Last week I hinted at this topic, but wasn’t able to write a coherent post due to brain fog. But good news, the fog has lifted! And so I could finally write the post I wanted to write last week.
A post about *drumroll* exercise! Well, the title probably gave that one away. You’ll now be either enthusiastic; because you love to exercise or a bit exasperated as the thought alone is tiring enough. My own reaction switched between these two for quite some time. Nowadays I fall into the first category. Since I found something I could actually do and keep doing. But it sure didn’t start out like this.
We all know that exercising is good for us. You’ll feel better, have more energy and increase your life span simply by being physically active. Working out can help with weight loss, reduces the risk for cardio vascular conditions and you’ll even feel better thanks to the release of endorphins. Having a brain injury doesn’t change any of this. It fact it even gives an extra motivation to exercise. Exercising increases the blood flow to your brain, which means more nutrition and oxygen for your brain cells. Also exercising helps with cognition, with tasks like remembering, processing information and maintaining attention. For the whole list, click here.
Trying different things
When I read this in the early stages, I vowed to help my brain as much as possible and (hopefully) gain some muscles as a side benefit. However, I discovered quickly that finding the right kind of exercise was the real challenge. In the beginning, I still had a gym membership so I decided to start there. But, there’s nothing like hitting your head against a figurative wall, to realize things don’t work. At the gym there (naturally) were different screens playing different tv-channels, loud and upbeat music and other people working out. Being sensitive to crowds, lights and sound not a very convenient location.
On to the next sport to try; tai chi. I had heard that other survivors really benefited from this, so I took a lesson to try it out. It wasn’t long before I realized I wasn’t one of those people. Doing really slow motions for an hour and a half in a room filled with people, turned out to be more stressful than relaxing. Seeing the movements of other people out of the corner of your eye, while trying to slowly balance on one foot, was next to impossible. And so it was time for the next sport: running.
At that time everyone was running or jogging, so why not me? It sounded like an ideal sport. You could do it at anytime, anywhere and you would be outside. I even had the clothes and shoes in my closet from an earlier attempt a few years before. It didn’t take long however, to discover the major difficulty namely: Where to run?
If I started running from my home, I was in the middle of a busy neighbourhood. Which meant cars, bicycles and having to cross a lot of streets. In other words a lot of sounds and movement and having pay attention at all times. Not ideal. So I tried running at the beach. The problem here was that getting to and from the beach in itself was already taxing. Having to run in between with the constant sound and feeling of the sea and the wind, was a little too much excitement for me.

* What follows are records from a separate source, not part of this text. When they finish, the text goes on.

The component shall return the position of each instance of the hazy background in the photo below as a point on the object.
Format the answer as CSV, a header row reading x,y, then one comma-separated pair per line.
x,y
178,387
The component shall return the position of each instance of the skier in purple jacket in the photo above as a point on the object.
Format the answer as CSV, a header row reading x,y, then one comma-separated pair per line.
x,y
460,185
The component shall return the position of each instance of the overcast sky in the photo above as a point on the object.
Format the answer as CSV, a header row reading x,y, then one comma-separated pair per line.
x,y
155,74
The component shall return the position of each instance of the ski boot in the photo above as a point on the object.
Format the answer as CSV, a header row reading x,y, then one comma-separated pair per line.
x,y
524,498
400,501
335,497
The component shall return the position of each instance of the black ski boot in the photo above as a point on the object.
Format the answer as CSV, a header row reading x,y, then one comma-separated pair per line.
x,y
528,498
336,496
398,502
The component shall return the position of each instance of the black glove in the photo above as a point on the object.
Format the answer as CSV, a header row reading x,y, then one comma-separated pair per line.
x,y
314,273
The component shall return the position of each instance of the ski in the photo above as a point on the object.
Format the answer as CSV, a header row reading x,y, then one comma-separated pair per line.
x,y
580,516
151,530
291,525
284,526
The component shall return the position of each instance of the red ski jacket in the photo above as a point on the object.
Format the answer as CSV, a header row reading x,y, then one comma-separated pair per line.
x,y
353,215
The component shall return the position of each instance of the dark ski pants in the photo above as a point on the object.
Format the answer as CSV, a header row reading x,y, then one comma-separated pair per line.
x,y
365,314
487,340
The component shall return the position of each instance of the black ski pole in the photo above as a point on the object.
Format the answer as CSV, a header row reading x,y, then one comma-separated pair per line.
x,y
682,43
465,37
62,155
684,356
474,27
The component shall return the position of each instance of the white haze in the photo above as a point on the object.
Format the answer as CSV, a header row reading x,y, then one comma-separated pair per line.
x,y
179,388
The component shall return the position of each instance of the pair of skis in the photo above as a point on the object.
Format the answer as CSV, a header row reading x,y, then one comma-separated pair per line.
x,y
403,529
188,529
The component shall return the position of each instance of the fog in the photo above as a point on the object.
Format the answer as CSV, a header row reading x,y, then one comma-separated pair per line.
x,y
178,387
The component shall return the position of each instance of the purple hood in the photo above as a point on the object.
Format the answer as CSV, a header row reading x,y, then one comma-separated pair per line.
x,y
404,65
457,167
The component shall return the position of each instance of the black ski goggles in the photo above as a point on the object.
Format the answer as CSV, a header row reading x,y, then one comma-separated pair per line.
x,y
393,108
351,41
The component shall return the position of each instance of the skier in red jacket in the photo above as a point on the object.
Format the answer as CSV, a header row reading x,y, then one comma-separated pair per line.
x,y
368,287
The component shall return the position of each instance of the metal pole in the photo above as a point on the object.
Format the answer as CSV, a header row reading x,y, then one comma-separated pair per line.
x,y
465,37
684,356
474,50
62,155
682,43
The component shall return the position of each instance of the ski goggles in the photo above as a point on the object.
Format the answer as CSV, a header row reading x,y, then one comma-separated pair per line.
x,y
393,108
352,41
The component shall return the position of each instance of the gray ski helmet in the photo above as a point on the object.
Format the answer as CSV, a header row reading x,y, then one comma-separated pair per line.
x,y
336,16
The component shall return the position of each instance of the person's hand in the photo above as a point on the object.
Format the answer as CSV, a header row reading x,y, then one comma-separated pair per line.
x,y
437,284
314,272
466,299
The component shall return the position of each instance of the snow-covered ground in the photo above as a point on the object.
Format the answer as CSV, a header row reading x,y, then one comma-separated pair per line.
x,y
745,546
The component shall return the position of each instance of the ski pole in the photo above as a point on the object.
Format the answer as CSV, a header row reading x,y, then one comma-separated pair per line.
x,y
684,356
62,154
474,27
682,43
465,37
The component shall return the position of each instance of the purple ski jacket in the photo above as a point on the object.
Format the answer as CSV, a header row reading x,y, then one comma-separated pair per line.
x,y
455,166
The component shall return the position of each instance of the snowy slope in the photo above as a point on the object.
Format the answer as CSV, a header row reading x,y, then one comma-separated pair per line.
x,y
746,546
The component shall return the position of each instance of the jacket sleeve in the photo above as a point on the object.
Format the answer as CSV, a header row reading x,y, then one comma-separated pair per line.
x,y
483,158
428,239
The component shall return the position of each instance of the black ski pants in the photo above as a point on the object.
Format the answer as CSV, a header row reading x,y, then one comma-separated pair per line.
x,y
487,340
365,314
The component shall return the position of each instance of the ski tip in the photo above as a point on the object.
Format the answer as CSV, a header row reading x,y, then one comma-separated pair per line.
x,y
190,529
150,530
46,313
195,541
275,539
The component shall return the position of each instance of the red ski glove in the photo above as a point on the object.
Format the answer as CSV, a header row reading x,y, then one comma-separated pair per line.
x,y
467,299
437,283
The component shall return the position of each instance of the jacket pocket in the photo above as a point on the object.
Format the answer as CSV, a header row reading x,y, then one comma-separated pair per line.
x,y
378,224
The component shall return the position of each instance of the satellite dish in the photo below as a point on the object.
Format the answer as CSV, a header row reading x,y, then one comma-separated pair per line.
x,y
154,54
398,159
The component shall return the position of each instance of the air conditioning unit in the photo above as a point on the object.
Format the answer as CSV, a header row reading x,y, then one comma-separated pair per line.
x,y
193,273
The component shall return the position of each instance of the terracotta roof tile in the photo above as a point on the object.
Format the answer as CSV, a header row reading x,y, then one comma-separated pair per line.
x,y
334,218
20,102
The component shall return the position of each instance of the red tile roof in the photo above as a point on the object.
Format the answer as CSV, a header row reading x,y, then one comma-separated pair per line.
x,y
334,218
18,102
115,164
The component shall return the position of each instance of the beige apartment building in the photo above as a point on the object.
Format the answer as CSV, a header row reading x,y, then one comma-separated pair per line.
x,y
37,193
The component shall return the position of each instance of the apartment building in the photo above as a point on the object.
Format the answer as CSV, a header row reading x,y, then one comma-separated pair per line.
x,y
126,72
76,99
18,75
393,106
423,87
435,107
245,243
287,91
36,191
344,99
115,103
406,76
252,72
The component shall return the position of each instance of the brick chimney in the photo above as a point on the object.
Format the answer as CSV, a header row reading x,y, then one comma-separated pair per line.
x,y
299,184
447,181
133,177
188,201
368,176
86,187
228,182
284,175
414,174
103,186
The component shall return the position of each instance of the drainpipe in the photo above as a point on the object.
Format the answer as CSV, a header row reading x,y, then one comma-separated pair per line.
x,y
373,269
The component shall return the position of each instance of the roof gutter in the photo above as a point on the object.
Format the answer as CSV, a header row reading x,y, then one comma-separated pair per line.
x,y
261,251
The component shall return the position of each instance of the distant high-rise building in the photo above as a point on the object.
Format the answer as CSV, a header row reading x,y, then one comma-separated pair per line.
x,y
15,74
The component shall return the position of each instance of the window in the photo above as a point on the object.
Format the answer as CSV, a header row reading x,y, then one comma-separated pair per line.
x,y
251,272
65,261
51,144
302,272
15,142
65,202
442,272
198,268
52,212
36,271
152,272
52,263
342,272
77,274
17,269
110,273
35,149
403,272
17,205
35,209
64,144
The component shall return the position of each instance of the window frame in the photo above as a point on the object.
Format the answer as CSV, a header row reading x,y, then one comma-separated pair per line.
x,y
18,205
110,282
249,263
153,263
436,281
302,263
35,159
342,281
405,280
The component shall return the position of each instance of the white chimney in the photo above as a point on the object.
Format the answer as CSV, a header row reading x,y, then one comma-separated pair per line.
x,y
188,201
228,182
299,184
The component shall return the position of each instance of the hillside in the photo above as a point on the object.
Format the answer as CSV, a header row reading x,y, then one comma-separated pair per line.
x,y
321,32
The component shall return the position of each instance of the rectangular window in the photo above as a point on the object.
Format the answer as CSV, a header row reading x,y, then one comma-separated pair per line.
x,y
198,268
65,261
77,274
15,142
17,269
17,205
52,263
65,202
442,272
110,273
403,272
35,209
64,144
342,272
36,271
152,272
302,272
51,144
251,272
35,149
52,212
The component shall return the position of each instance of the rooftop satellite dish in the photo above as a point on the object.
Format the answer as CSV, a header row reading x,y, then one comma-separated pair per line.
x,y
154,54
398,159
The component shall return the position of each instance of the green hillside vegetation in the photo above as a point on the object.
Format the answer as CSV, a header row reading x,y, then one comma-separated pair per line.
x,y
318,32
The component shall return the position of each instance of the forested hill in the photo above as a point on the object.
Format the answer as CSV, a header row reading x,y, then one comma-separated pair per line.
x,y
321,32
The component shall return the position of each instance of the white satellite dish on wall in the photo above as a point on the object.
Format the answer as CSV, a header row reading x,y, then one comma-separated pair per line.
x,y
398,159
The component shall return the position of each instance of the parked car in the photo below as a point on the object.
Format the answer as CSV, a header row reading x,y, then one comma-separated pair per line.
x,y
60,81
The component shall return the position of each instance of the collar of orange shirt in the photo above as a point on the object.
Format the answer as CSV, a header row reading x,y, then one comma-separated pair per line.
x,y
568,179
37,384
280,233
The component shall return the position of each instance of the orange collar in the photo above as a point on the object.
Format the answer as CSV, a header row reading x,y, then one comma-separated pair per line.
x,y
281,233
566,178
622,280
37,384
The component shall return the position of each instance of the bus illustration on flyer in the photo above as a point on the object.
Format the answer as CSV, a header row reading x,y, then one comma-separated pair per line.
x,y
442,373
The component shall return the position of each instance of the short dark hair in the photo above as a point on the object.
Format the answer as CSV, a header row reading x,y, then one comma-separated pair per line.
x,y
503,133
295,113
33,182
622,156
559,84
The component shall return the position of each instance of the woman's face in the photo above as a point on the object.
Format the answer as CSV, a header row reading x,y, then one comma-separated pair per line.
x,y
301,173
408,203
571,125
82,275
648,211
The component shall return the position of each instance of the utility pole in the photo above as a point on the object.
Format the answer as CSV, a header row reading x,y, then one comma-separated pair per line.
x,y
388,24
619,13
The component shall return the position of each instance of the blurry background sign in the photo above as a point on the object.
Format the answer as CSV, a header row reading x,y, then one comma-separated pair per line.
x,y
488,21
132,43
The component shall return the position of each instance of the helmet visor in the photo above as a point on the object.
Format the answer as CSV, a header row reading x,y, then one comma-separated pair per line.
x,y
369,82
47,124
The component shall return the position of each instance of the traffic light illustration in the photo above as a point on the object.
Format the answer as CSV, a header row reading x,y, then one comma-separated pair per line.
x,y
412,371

The next sport went slightly better. The DIY version of exercising, or in other words choose a YouTube channel and follow along in your living room. I tried Pilates, since I had done that years before as well. Miraculously, I managed to keep it up quite nicely. And I actually started to feel better, both physically and mentally. But doing something alone in your living room requires a lot of self-motivation. And you wouldn’t leave the house. As a result the walls started to close in on me, especially after having bad days when I wouldn’t leave the house anyway. So after one particular holiday I just couldn’t do it any more.
Just before I gave up on exercising, someone alerted me on a flyer of swimming for people with a brain injury. Which would mean going some place, meeting people with a similar experience, being in a small group and of course swimming! I was filled with so much optimism that I forgot all the things rehabilitation taught me. So the first time I forgot my sunglasses, my earplugs and the fact that I can’t handle as much as I used to do. So I swam like a fish and was feeling on top of the world. Well, until the next day. Since I went at full speed over my limits, I couldn’t cycle or walk for more than three steps for the next four days. A lesson that I’ll not forget easily.
Swimming gives me the opportunity to try and stop comparing myself to the abilities of others. When I’m in the water I can keep practising to listen to my body and to celebrate if I’m able to swim an extra lane. Small steps. I’m very grateful for this initiative (thanks to the Edwin van der Sar Foundation, both links to Dutch sites). Exercising feels good. You know you’re doing something beneficial for your physical and mental well-being. I hope that initiatives like this become more commonplace. So that no matter your abilities or where you live, you can still exercise somewhere.
What about you, do you exercise? If so, what kind? Do you like it or do you have to put your mind to it? If not, is it by choice or do obstacles keep you from exercising?